John Deering: Narrator

Quotes 

  • Narrator : 1929. As the dizzy decade nears its end, the country is stock market crazy. The great and the humble... the rich man and the working man... the housewife and the shop girl. All take their daily flyer in the market, and no one seems to lose. Then like a bombshell comes that never-to-be-forgotten Black Tuesday, October 29. Confusion spreads throught the canyons of New York's financial district. And men stare wild-eyed at the spectacle of complete ruin. More than 16 and a half million shares change hands in a single day of frenzied selling. The paper fortunes built up over the last few years crumble into nothing before this disaster which is to touch every man woman and child in America.

  • Narrator : [Opening lines - various clips of 1930's news footages are shown]  Today, while the earth shakes beneath the heels of marching troops, while a great portion of the world trembles before the threats of acquisitive power-mad men, we of America have little time to remember an astounding era in our own recent history. An era which will grow more and more incredible with each passing generation until someday people will say it never could have happened at all. April, 1918: almost a million American young men are engaged in a struggle which, they have been told, will make the world safe for democracy.

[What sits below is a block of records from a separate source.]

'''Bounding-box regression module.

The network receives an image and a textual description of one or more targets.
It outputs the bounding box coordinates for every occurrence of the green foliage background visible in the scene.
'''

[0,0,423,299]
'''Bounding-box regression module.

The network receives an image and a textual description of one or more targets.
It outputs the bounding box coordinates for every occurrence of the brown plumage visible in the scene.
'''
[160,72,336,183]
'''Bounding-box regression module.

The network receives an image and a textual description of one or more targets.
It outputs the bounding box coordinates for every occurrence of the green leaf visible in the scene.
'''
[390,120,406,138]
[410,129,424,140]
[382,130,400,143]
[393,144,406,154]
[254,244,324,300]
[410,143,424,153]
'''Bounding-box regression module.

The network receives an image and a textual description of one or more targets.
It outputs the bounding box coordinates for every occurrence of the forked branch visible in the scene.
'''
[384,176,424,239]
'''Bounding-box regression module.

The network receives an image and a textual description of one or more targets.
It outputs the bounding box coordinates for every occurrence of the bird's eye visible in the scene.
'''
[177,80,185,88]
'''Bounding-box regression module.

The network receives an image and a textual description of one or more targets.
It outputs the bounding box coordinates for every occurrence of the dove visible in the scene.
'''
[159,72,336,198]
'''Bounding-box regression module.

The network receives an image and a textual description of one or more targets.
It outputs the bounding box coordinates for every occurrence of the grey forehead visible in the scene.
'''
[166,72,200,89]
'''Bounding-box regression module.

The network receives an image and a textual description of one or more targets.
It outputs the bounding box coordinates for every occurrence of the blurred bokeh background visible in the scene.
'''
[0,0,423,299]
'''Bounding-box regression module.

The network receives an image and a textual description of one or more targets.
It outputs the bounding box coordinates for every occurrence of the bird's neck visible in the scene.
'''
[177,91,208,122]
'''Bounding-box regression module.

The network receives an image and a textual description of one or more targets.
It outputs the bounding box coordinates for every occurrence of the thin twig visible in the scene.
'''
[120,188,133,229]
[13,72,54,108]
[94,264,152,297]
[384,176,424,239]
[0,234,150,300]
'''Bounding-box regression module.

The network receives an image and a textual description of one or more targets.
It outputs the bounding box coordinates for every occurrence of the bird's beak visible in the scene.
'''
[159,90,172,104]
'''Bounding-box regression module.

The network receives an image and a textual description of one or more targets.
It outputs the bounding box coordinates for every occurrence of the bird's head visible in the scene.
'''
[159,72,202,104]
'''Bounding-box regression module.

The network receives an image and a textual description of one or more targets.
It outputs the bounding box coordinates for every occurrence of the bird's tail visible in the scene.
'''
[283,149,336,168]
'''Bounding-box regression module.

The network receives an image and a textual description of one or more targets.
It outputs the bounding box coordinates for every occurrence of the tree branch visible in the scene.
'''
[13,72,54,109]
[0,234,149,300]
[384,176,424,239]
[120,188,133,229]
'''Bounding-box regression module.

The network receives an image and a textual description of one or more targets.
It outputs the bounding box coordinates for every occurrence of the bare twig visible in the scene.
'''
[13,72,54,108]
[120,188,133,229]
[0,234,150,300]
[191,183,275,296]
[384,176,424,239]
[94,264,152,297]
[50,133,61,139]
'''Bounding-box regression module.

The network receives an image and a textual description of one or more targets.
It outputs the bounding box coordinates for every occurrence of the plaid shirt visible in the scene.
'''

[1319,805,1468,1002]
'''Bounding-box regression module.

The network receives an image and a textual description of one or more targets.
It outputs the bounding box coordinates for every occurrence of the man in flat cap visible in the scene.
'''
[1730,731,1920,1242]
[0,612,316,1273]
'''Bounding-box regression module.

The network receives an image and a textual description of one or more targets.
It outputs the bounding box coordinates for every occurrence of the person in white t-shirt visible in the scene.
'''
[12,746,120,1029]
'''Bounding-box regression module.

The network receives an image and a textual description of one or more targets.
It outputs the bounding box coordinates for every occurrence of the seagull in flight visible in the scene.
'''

    [Scene switches to World War I battlefield action, somewhere in France] 

  • Narrator : An era of amazing madness. Bootlegging has grown from small, individual effort to big business, embodying huge coalitions and combines. The chase after huge profits is followed closely by their inevitable partners: corruption, violence, and murder. A new and powerful tool appears, the Tommy - a light, deadly, wasp-like machine gun and murder henceforth is parceled out in wholesale lots.